A roundabout drive - equated to about two curcuits of HK - in time brought us to the familiar environs of Jovim from where we set off, inevitably scrambling through wooded slopes as well as padding through fields and village streets. Droopy had seated himself onthe roadside during the lengthy wait to start and, as I made my way back after checking the wrong way initially, he remained in place, like a leftover, or an artistic installation by someone with a sense of irony, however, I managed to coaxe him into running and we were all off. Later, he was given a down-down for RA-ing like Jack Dee without jokes.
We crossed the route of about five previous hashes on our way, although it was always its own run, but, most amusingly we (unbeknownst to the hares) ran right past Boozy Woozy's house, and round the back, via the picnic and barbecue area due to be used on the following hash.
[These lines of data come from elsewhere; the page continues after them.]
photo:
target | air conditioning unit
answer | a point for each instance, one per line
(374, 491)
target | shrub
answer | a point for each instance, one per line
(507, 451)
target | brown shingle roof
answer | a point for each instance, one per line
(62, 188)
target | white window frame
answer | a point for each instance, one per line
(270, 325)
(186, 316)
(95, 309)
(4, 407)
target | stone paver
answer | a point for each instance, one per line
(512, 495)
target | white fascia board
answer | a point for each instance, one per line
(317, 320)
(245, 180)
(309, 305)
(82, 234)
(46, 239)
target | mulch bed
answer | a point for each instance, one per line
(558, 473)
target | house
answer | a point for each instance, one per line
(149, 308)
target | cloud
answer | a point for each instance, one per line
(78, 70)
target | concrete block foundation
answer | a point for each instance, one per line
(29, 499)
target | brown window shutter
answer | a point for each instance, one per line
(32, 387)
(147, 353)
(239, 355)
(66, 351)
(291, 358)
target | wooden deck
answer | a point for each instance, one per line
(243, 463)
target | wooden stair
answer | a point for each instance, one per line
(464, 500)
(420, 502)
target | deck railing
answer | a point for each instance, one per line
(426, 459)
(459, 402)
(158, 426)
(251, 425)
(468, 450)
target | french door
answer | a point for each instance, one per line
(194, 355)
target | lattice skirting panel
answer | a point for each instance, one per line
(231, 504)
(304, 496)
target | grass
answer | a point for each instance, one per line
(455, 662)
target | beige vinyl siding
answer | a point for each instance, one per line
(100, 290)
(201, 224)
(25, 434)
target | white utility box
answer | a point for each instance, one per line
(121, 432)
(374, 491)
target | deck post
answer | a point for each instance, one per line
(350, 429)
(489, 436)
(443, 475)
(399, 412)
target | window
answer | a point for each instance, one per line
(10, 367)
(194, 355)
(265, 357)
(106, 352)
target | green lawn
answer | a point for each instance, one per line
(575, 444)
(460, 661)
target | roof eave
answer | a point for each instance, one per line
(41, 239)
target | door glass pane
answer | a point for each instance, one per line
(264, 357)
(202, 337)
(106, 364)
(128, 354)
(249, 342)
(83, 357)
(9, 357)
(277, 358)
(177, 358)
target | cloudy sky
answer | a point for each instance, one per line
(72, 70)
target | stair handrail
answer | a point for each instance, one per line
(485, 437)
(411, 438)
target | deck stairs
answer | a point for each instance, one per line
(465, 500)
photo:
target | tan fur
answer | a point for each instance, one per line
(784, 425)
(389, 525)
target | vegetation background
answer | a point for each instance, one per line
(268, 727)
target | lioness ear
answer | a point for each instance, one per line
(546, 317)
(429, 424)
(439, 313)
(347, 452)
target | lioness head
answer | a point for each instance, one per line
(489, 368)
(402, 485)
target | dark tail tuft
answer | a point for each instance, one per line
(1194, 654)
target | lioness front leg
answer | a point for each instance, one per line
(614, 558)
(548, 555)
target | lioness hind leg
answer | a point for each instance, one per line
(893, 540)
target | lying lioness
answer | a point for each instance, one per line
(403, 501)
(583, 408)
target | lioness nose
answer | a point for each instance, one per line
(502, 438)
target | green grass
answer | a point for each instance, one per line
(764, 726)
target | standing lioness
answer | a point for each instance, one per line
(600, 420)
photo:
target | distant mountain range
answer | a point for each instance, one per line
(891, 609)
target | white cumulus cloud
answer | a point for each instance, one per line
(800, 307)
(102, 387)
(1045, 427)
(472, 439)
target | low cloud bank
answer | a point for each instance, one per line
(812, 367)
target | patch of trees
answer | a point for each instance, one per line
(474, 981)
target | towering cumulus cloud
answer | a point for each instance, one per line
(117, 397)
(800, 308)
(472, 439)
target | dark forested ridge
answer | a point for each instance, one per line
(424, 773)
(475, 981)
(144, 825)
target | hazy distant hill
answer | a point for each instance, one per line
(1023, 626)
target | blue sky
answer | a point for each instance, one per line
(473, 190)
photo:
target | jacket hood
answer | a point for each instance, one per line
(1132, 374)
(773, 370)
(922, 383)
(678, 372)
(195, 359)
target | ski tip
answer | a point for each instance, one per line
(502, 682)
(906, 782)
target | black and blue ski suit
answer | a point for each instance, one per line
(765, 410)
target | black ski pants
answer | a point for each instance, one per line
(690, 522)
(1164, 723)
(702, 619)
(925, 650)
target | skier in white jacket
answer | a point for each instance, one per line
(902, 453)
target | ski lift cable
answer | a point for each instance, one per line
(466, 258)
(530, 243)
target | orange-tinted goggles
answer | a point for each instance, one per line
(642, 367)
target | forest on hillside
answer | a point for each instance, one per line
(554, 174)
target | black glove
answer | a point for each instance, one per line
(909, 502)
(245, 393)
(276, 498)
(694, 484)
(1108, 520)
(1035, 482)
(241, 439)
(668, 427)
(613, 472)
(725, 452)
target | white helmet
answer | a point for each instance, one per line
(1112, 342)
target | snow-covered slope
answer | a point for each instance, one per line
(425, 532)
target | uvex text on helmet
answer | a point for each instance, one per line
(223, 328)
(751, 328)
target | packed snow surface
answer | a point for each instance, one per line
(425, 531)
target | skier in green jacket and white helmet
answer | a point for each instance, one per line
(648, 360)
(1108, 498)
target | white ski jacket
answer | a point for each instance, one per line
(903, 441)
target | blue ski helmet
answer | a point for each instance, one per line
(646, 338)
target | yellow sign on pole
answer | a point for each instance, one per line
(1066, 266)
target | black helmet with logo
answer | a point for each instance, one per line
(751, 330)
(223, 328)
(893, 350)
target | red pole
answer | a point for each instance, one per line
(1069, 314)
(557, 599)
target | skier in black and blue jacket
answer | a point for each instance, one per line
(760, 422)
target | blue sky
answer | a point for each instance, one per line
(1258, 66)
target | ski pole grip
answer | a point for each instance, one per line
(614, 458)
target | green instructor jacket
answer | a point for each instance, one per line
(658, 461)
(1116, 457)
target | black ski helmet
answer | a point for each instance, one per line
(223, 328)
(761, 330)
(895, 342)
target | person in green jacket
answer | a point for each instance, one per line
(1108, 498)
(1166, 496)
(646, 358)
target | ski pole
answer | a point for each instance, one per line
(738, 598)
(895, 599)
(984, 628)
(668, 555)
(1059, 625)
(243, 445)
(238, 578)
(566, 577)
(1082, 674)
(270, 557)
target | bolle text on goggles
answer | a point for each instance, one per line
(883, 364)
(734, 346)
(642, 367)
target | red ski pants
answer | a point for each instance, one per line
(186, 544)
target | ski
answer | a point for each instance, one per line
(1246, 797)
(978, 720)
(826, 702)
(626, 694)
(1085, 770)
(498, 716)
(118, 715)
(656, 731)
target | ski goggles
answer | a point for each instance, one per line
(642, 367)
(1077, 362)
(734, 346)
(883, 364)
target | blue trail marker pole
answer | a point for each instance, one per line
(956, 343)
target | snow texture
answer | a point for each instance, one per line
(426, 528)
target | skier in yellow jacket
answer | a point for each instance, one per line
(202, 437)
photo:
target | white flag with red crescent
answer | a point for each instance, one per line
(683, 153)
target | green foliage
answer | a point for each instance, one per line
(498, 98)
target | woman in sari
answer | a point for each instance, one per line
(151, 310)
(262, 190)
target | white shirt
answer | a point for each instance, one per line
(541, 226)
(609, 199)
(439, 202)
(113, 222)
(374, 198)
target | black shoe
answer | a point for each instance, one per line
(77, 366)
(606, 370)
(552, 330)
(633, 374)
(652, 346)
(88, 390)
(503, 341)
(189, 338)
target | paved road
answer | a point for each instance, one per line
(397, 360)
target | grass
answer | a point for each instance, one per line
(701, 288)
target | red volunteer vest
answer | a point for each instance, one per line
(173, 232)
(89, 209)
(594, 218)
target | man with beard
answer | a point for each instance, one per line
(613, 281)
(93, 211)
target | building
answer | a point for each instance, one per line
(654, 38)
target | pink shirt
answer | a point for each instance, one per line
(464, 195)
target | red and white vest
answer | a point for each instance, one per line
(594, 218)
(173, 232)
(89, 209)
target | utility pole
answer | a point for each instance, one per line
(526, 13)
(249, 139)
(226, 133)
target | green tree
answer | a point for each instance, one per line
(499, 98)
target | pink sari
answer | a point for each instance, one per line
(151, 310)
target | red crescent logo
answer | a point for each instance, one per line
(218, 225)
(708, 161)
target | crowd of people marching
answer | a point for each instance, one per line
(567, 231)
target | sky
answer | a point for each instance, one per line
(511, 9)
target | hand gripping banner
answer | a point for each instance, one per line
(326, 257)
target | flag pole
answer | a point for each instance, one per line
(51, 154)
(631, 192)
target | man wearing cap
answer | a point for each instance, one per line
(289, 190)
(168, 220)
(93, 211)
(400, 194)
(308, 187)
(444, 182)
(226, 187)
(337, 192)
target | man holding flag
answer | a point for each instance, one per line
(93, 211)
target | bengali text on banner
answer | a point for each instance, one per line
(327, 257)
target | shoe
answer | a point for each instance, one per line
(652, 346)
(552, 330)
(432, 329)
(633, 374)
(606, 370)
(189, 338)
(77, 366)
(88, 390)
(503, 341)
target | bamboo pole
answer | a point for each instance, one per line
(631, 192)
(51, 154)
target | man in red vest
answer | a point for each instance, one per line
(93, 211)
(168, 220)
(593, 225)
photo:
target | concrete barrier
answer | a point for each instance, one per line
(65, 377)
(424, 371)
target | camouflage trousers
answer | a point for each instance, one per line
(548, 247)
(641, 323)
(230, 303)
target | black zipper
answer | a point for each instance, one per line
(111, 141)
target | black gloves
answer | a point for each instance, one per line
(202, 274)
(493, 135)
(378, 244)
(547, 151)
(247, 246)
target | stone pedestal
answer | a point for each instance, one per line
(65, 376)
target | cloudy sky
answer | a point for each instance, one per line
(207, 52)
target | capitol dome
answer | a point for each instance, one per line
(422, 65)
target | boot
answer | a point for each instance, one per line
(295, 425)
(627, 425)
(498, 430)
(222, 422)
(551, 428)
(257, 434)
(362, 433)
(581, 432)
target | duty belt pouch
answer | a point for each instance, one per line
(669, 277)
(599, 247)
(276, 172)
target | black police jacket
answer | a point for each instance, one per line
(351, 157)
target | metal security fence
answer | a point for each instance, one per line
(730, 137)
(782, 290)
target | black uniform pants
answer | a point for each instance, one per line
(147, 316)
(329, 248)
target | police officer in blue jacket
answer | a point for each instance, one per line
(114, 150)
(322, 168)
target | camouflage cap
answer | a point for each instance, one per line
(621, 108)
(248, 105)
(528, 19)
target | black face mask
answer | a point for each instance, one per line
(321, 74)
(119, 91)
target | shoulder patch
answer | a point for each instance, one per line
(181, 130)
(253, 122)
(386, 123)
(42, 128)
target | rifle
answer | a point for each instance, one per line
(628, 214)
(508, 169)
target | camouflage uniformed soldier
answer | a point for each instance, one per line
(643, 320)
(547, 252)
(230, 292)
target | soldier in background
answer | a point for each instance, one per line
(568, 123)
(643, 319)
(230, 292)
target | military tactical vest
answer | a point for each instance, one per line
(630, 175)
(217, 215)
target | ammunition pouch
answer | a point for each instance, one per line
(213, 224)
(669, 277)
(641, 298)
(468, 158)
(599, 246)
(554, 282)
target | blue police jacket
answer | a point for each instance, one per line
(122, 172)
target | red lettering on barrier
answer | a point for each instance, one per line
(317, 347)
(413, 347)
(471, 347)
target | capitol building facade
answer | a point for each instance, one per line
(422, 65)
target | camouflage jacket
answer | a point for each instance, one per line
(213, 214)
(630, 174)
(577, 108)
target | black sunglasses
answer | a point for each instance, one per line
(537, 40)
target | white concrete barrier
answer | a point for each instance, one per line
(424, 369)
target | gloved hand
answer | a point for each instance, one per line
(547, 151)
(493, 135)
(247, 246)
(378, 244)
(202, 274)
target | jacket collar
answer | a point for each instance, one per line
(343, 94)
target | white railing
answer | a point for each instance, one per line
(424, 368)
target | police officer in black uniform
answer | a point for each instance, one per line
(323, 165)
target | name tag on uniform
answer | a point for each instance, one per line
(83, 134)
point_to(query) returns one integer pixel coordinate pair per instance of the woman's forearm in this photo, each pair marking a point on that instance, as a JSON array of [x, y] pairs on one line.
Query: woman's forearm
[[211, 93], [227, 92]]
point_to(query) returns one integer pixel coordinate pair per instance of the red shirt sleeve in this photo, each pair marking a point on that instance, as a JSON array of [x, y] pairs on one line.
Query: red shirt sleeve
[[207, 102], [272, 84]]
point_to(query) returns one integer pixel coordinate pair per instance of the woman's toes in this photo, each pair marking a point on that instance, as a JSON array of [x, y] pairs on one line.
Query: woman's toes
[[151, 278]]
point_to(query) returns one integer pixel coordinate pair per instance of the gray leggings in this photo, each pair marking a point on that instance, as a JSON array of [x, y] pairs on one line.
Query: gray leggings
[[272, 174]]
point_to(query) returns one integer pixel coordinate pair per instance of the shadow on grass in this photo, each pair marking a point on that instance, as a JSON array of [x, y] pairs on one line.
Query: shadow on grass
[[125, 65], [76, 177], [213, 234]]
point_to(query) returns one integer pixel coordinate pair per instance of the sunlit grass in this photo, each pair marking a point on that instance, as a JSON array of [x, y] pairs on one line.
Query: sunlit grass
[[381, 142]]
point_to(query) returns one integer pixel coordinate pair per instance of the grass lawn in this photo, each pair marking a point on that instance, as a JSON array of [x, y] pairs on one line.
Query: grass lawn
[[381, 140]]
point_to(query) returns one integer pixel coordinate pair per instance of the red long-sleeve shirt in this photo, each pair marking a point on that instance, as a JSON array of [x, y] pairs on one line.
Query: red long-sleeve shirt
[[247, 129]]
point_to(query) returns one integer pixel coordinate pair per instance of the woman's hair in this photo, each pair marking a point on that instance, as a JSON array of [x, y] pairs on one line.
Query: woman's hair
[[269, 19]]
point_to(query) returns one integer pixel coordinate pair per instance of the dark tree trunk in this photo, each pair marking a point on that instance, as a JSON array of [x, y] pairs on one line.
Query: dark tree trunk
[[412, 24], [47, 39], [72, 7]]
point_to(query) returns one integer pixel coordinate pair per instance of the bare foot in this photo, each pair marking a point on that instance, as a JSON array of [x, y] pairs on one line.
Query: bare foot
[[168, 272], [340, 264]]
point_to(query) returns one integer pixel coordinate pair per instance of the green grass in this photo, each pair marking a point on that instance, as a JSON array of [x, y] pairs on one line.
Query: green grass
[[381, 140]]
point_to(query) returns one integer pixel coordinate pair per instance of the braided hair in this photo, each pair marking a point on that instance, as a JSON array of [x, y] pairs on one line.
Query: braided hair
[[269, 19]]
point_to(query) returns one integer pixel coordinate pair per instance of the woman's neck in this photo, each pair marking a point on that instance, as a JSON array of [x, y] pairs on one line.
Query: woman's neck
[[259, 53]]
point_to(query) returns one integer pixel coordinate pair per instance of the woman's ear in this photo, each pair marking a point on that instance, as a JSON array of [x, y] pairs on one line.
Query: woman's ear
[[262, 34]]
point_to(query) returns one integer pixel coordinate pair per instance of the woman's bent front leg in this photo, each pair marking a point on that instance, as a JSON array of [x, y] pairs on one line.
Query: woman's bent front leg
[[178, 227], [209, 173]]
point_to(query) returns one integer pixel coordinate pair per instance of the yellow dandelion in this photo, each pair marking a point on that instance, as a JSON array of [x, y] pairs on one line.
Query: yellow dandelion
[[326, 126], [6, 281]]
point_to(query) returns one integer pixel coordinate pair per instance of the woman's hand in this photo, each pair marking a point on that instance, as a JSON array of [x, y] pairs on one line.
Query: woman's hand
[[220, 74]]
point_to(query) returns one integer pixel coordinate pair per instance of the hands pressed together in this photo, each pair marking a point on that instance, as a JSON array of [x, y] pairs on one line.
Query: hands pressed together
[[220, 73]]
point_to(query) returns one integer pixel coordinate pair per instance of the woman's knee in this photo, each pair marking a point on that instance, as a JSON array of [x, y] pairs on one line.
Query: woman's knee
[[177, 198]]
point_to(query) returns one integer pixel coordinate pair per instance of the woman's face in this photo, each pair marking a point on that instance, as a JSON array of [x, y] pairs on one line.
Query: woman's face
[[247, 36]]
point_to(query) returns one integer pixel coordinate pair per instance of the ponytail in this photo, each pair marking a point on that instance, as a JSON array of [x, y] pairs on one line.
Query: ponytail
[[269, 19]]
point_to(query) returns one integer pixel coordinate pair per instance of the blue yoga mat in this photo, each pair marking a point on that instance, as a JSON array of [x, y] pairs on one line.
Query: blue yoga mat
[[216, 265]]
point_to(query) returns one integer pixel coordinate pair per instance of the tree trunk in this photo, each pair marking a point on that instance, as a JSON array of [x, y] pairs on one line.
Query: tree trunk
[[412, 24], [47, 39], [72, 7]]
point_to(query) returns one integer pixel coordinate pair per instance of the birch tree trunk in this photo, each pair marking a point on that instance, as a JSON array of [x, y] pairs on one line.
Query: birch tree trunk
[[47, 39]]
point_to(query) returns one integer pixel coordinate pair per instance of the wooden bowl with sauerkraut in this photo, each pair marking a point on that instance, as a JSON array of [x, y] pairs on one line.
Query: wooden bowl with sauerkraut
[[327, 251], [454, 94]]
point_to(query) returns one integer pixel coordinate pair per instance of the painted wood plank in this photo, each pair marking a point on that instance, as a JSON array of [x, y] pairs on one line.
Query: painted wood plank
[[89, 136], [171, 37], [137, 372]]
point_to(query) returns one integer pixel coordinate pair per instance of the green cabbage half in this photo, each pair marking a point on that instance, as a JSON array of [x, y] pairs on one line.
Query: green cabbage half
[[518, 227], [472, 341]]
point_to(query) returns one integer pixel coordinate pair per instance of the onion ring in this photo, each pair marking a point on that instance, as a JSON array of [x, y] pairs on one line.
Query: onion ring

Pit stop was down by the river, with French cider the surprising bevvy of choice, just sugary enough to fuel us back up to the cars by way of the aforementioned casa do BW and some overgrown woodland.
At the down-downs we saluted the birth of Chloe Boogaard, the passing of veteran hash hound, Shagger, to the happy shagging ground in the sky (let's hope he can manage it more successfully there than he did here), and were entertained by SOS's time in the circle. Finding the bash venue took about as long as the hash itself, with the hares last to locate it, but it was a pleasant do in the end.